Monday, November 07, 2005

France folds?

It looked like France started strong – and then falls apart. That is about the only conclusion you can get to by reading what happened last night and the weekend dispatches. There is some "tough talk" but that is all it is, talk. The low-boil, low-death L’Intifada is still going and no sign that the society wants to defend itself.
Police reported 1,295 vehicle burnings and made 312 arrests as unrest in African and Arab communities spread to Strasbourg, Toulouse and Nantes.

On the 10th consecutive night of riots, the violence reached central Paris, with four cars torched on Place de la Republique and the 17th District.

Like the French army of the last century facing down the Wehrmacht – when the going got tough, the governing French elite folded.
"Violence is not a solution," said Sarkozy, accused earlier of stoking passions by calling troublemakers "scum."

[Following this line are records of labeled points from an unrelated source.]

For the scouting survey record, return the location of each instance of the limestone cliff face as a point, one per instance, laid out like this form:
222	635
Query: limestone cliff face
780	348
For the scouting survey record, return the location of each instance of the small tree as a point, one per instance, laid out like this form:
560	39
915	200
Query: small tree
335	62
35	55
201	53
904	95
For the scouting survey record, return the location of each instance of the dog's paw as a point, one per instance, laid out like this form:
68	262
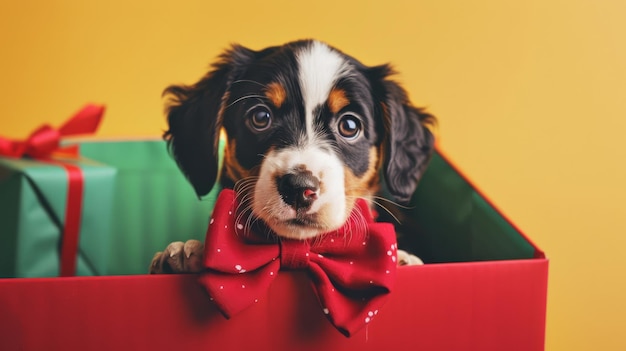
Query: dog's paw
178	257
407	259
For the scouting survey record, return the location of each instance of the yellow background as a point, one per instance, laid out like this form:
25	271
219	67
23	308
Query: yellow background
530	96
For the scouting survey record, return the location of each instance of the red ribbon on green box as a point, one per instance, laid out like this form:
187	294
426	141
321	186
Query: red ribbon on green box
42	145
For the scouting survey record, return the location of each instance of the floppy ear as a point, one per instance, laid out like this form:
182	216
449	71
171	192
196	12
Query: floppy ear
408	142
194	114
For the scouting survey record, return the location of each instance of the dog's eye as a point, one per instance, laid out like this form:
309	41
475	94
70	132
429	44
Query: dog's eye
349	126
260	118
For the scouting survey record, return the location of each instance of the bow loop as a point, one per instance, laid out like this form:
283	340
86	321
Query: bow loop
352	269
45	140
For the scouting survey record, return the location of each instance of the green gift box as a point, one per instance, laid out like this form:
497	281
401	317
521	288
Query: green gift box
153	202
39	201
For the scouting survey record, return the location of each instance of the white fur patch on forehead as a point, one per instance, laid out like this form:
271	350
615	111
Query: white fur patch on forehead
319	68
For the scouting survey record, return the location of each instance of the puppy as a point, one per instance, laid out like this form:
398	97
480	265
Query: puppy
308	131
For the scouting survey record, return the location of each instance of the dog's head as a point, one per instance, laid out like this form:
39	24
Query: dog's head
309	130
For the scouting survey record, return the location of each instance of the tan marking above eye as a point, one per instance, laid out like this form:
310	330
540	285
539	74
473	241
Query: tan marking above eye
276	93
337	100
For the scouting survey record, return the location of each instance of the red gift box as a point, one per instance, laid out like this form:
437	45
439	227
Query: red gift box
495	302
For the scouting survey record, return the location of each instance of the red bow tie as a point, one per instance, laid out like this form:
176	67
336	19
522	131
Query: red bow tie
352	269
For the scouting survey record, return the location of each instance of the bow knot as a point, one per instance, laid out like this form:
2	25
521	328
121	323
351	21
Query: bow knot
45	140
352	269
294	254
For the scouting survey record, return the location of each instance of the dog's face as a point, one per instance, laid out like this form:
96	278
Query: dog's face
309	130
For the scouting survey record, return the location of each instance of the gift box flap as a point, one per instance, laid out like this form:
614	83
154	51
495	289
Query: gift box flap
40	191
452	221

"Once the crisis is over, everyone will have to understand there are a certain number of injustices in some neighborhoods."
They should listen to suggestion at the tail end of Michael's post. Their problem is the inbred nature of their governing elite. They all went to the same schools with the same attitude. There is little alternative paths to power. It would be as if the ruling part of the Republican Party was represented by David Gergen, and all the leaders of the Democrats and Republicans all went to UNC Berkely, and together they all went to grad school at the Harvard Kennedy School of Government. UNC Chapel Hill would be considered a “radical right-wing” fringe university. The French are in a box because there is little diversity of thought by those they choose to let govern. There is a large body of French people who want action, but it ain't coming.

Sure we have our riots here, now and then. But by day two or three, the National Guard is on the streets. The people demand it. It's fun to laugh at stuff like this from LGF, but this is a serious problem that isn't going to get better by itself without a serious response from the sleeping French government.

Even the French leader with the most spine, Sarkozy, at this point is just making empty threats. Ask my kids, and empty threats just encourge worse behavior. A week and a half of rioting proves that.
France's interior minister has warned rioters of stiff jail sentences for arson after a ninth night of violence in African and Arab communities.

Nicolas Sarkozy said setting cars on fire could "cost dear in terms of sentences" after a night which saw nearly 900 vehicles damaged.

He said the government was "unanimous about standing firm" against violence.
Interior Minister Nicolas Sarkozy had warned of stiff jail sentences.
"We are trying to be firm and avoid any provocation," Interior Minister Nicolas Sarkozy...
Bla, bla, bla. Let your actions speak, or shut up. Some excelent must reads at Power Line, Captain's Quarters, No Pasaran, Austin Bay, and by Theodore Dalrymple.

Over at The Corner a few days ago, John Derbyshire (Derb to you and me) posted part of an email from a friend of his that is an uncomfortable read, but one that today seems right on target. I quote in whole.
An acquaintance of mine -- French, currently resident in North Africa -- sent a long post about the French riots to an email group I belong to. It is a fascinating post, but much too long to paste here. I did think, though, that the following passage would interest NRO readers, so with his permission, I pass it on.

It is from a passage headed: "Why an Intifada in France?" It is among a long list of reasons given as answers to the question.

"The Iraq war: as I had noticed very strongly in Tunisia a little more than 2 years ago, the opposition of France to intervention in Iraq has been perceived as a sign of weakness, and French are since considered as Dhimmis. The change of attitude from Arabs against French has been dramatic: now I know problems of security in Tunisia, and even in the French planes to go and come from there, and in Nice (French Riviera) Airport! This opposition, probably motivated by the money earned in Oil For Terror program and by threats from Saudi Arabia and Iran, has marked the end of France as a Western country (whatever one thinks about the Iraq war per se!)."

The pathetic thing here is that if you remember, all the proper talking heads and PC pundits were pulling the “this isn’t about religion; it is about jobs, it is about education, it is about a lack of midnight basketball…” (OK, I made up the basketball thing). But now, even the polite company admits….well….it is religious.
Sarkozy has courted Muslim opinion by urging a measure of positive discrimination and setting up a Council of Muslim Faith to represent France's 5 million-strong Muslim community.
Prime Minister Dominique de Villepin met eight key ministers and the head of the Paris mosque, Dalil Boubakeur.

After the meeting, Mr Boubakeur urged a change in tone from the government.

"What I want from the authorities, from Mr Nicolas Sarkozy, the prime minister and senior officials are words of peace," he said.
Speaking of Derb, if you haven’t clicked “Derb Radio” under my favorites – you have not lived a full life.